This repository contains an implementation of the HNSW algorithm for approximate nearest neighbor search using the nmslib library.
The HNSW algorithm is an approximate nearest neighbor search algorithm that constructs a hierarchical graph structure to index high-dimensional data points. This implementation of the HNSW algorithm is based on the NN-Descent algorithm and uses the cosine similarity metric.
- Python 3.x
- nmslib
To install nmslib, run the following command:
pip install nmslib
The HNSW class provides an implementation of the HNSW algorithm. The class has three main methods:
- init: Initializes an instance of the HNSW class.
- initialize: Builds an index for the HNSW algorithm based on known embeddings.
- get_closest_neighbour: Finds the closest neighbor to a query embedding in the HNSW index.
- test_performance: Tests the performance of the HNSW algorithm on a test dataset.
import numpy as np
from hnsw import HNSW
# Initialize the HNSW class
hnsw = HNSW()
# Build an index using known embeddings
known_embeddings = [...] # A list of NumPy arrays
hnsw.initialize(known_embeddings)
known_labels = [...] # A list of labels corresponding to the embeddings
# Query the index for the closest neighbor to a test embedding
test_embedding = [...] # A NumPy array
closest_label, closest_distance = hnsw.get_closest_neighbour(test_embedding, known_labels)

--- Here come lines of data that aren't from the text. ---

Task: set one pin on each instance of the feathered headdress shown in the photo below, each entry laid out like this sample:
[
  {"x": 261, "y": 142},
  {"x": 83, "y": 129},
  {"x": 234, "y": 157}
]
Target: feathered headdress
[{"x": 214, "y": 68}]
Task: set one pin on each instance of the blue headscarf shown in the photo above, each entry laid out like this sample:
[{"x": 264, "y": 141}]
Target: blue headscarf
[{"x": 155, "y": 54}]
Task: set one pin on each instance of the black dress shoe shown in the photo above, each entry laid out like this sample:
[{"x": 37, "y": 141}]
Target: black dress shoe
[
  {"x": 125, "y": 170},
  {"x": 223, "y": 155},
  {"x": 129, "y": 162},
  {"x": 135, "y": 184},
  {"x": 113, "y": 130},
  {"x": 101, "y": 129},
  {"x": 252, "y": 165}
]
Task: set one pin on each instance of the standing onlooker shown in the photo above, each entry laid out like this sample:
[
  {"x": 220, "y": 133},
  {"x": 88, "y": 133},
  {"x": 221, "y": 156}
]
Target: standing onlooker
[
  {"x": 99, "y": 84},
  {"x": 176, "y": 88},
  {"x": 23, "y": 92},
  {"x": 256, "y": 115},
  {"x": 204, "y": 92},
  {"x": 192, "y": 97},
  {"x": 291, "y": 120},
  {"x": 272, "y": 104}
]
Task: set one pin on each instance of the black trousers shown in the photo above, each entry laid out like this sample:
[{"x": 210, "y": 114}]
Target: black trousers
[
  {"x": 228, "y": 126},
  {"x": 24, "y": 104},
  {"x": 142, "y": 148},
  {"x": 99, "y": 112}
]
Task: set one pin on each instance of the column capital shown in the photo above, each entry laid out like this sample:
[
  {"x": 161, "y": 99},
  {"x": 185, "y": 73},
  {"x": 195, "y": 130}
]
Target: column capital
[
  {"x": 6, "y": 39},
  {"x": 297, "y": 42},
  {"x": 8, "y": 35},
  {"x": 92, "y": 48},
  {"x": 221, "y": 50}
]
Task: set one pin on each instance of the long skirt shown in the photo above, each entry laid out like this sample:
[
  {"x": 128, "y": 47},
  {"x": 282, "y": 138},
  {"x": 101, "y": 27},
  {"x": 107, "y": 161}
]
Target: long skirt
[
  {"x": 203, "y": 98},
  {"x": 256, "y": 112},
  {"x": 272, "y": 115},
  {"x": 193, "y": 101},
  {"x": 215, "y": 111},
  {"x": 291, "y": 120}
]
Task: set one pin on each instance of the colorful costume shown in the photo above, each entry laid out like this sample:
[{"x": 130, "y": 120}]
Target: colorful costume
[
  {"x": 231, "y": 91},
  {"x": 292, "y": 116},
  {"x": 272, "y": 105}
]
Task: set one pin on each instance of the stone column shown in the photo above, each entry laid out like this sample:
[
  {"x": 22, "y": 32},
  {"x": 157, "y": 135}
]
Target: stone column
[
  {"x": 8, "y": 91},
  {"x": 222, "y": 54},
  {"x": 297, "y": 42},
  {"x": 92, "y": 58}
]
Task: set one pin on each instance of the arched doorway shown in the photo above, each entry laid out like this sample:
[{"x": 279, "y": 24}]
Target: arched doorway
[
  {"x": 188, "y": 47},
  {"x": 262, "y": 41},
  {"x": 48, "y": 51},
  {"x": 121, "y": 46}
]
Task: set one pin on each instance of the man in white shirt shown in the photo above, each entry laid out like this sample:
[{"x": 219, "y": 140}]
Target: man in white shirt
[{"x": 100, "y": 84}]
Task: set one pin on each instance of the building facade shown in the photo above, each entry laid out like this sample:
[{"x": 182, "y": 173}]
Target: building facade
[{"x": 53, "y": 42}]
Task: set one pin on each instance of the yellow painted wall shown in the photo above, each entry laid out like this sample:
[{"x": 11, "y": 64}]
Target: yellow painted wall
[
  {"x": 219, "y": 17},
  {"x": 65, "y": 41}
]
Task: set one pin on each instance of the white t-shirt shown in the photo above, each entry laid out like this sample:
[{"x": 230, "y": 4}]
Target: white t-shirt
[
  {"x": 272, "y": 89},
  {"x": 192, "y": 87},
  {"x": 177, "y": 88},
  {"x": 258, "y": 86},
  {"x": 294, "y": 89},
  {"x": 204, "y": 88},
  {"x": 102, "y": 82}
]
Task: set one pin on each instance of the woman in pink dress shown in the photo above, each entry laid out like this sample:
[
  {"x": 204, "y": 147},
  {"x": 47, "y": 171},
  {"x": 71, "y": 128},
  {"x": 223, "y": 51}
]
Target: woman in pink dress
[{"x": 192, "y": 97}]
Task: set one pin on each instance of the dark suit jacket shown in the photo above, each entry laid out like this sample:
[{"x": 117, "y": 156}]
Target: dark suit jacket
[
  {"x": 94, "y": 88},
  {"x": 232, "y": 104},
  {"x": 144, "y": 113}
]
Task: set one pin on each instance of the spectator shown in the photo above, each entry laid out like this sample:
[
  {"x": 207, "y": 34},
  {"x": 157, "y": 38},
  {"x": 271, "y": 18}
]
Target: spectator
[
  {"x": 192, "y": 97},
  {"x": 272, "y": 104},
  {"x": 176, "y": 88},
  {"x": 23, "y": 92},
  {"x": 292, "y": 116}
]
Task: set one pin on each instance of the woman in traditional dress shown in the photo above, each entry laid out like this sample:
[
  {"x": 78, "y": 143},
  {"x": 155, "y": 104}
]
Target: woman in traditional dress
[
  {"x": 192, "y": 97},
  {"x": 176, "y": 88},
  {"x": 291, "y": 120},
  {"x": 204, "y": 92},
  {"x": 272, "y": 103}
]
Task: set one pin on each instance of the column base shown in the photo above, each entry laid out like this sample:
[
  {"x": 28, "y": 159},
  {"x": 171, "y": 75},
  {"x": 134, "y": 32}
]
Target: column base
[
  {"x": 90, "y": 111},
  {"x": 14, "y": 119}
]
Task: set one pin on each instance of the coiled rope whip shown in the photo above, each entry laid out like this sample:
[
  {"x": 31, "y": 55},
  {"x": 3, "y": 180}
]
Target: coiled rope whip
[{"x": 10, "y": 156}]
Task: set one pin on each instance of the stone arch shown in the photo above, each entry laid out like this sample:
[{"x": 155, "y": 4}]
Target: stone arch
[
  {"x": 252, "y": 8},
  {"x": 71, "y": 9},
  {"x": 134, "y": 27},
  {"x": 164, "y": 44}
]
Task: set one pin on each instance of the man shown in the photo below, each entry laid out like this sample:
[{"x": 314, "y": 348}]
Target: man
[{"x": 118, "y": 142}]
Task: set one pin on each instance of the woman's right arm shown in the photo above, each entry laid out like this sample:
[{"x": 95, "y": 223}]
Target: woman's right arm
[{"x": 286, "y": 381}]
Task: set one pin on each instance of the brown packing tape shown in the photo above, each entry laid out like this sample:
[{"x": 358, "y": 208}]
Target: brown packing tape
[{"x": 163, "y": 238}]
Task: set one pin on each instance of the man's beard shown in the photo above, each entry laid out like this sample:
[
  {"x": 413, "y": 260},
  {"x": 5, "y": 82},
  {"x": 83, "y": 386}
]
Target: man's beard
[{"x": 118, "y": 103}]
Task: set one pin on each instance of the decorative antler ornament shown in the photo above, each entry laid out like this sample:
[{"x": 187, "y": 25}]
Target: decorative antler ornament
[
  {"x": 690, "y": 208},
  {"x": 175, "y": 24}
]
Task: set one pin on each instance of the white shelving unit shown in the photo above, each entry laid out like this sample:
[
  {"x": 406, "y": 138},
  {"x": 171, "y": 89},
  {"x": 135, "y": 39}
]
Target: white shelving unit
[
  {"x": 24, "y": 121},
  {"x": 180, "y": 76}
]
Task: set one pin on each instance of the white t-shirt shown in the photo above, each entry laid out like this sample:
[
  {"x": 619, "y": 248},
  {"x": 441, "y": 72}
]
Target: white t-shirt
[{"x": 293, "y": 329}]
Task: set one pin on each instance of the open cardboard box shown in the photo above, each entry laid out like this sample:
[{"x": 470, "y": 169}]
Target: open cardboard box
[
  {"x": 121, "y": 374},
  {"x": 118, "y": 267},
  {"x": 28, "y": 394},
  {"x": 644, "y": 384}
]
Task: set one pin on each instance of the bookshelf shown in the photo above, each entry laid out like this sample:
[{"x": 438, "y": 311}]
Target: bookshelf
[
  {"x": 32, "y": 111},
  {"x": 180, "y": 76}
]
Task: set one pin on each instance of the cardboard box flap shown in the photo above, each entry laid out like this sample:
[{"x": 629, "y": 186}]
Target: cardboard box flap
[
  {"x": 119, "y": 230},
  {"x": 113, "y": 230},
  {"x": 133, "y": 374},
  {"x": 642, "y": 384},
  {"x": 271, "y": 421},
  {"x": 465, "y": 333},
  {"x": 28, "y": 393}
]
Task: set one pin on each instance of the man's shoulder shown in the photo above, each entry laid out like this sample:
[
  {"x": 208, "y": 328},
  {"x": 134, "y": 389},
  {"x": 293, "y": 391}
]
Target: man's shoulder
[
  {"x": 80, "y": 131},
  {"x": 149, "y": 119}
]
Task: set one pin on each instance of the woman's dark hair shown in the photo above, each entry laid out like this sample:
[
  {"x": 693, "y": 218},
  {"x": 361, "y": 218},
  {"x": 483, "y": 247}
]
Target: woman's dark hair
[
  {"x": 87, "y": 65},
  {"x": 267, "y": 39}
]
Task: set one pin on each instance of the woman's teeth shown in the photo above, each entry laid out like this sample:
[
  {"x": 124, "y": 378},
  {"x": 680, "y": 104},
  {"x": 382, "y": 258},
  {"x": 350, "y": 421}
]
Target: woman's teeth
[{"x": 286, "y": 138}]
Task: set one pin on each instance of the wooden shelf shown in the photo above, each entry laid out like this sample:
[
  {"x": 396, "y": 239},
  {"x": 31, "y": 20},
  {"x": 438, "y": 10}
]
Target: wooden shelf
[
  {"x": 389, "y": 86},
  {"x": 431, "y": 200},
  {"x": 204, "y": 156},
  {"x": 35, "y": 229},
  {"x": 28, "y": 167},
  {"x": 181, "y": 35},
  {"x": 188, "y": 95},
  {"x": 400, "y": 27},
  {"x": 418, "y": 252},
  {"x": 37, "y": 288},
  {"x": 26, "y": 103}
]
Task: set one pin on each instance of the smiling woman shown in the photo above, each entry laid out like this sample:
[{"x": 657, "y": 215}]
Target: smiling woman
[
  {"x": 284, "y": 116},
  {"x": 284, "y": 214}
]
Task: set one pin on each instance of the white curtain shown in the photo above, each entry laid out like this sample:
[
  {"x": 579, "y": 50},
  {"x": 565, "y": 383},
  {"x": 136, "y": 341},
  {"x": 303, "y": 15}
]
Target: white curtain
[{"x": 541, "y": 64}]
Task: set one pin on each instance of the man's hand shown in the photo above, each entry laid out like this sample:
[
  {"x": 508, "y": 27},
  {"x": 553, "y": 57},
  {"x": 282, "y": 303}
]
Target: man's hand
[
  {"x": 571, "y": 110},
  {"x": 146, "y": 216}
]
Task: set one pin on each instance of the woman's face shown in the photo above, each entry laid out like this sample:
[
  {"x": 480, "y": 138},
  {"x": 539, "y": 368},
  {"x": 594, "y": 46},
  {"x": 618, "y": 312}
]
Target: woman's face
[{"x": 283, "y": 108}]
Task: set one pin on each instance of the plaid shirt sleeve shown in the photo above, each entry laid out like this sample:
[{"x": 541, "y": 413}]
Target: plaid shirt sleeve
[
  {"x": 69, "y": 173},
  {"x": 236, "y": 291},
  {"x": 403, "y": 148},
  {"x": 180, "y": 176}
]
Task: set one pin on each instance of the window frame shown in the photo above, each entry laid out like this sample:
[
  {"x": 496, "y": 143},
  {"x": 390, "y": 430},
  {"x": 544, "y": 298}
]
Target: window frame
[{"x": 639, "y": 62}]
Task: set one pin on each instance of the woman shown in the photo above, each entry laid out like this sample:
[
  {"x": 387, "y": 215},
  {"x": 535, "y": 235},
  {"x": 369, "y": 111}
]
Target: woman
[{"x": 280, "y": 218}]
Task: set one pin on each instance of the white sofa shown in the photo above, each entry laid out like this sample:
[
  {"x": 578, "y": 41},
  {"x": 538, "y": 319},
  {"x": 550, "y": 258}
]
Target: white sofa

# Test the performance of the HNSW algorithm on a test dataset
test_embeddings = [...] # A list of NumPy arrays
test_labels = [...] # A list of labels corresponding to the embeddings
accuracy, mis_labeled, total_time = hnsw.test_performance(test_embeddings, test_labels, known_labels)
- init: O(1)
- initialize: O(n log n), where n is the number of known embeddings.
- get_closest_neighbour: O(log n), where n is the number of known embeddings.
- test_performance: O(m log n), where m is the number of test embeddings and n is the number of known embeddings.
It's worth noting that these time complexities are based on the performance of the underlying nmslib library and assume a cosine similarity distance metric. Other distance metrics may have different time complexities.
- Malkov, Yu A., and D. A. Yashunin. "Efficient and robust approximate nearest neighbor search using Hierarchical Navigable Small World graphs." IEEE Transactions on Pattern Analysis and Machine Intelligence (2018).
- Nmslib: https://github.com/nmslib/nmslib